Afterward I was able to devote some time to developing today’s crop of images, all taken at the fairgrounds with the exception of one of the old gas station at the corner of 5th and Main, now a gift shop trimmed in a sickly shade of Pepto-Bismol pink. I could do little for the latter for it resisted just about everything I threw at it. After settling on a heavily-manipulated, colorized monochromatic infrared effect, I went to the others which were much easier to work with. I’d shot using the 14-24 mm and as always developed a deeper relationship to that extravagant chunk of glass, and managed a few shots of Floral Hall taken from an angle below the retaining wall with Juganine Creek flowing in the foreground.

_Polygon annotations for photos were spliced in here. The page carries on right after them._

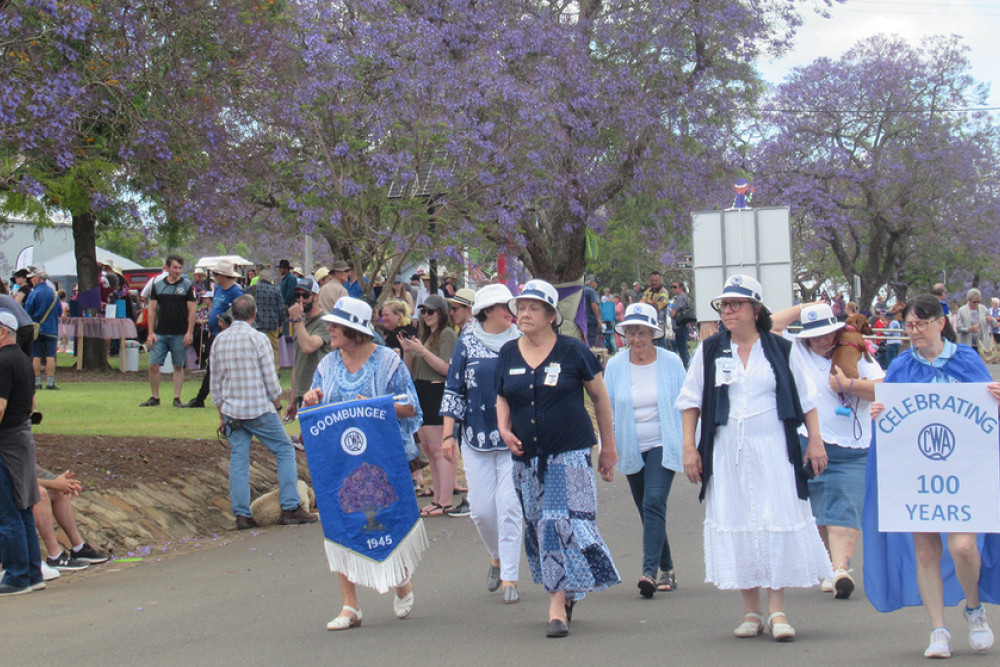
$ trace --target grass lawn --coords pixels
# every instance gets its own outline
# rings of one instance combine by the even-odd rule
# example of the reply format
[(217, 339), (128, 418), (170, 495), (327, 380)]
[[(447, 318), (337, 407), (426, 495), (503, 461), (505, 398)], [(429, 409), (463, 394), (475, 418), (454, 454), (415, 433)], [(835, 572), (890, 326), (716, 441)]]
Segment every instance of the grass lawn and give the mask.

This last was something of a surprise because I didn’t see it coming. I remembered reading about two professional photographers who leave their cameras behind when first approaching a location in order to visually absorb it. “The better to see you by” from Little Red Riding Hood comes to mind. My problem besides being hampered by a crooked back that set me off at odd angles like a crab was my impulsive nature. The stream interested me because like Norman Maclean I am haunted by waters, plus the freeflowing current made a lovely contrast against the starker bulwark of the retaining wall. After several water images fell through I moved upstream a ways searching for likely candidates. It was only when I turned back toward the distant car that the view revealed itself, the backside of the historic octagonal structure of Floral Hall looming above the stone wall and the late afternoon sun golden upon its timbers. After studying it from several angles I made a series of shots, one of which became iconic once processed in the digital darkroom. It made me think about seeing things from the reverse. My editor is developing an idea for a photographic compilation of alleys in downtown Washington, a brilliant idea because a wayward glance down any of them is enough to lose oneself in the unordinary. We’re accustomed to confronting things head-on but it’s worth remembering that if you’re not the lead dog then the view never changes. Surely the essence of photography is the portrayal of the common though the uncommon, which might be as close as we can get to Frost’s road less traveled.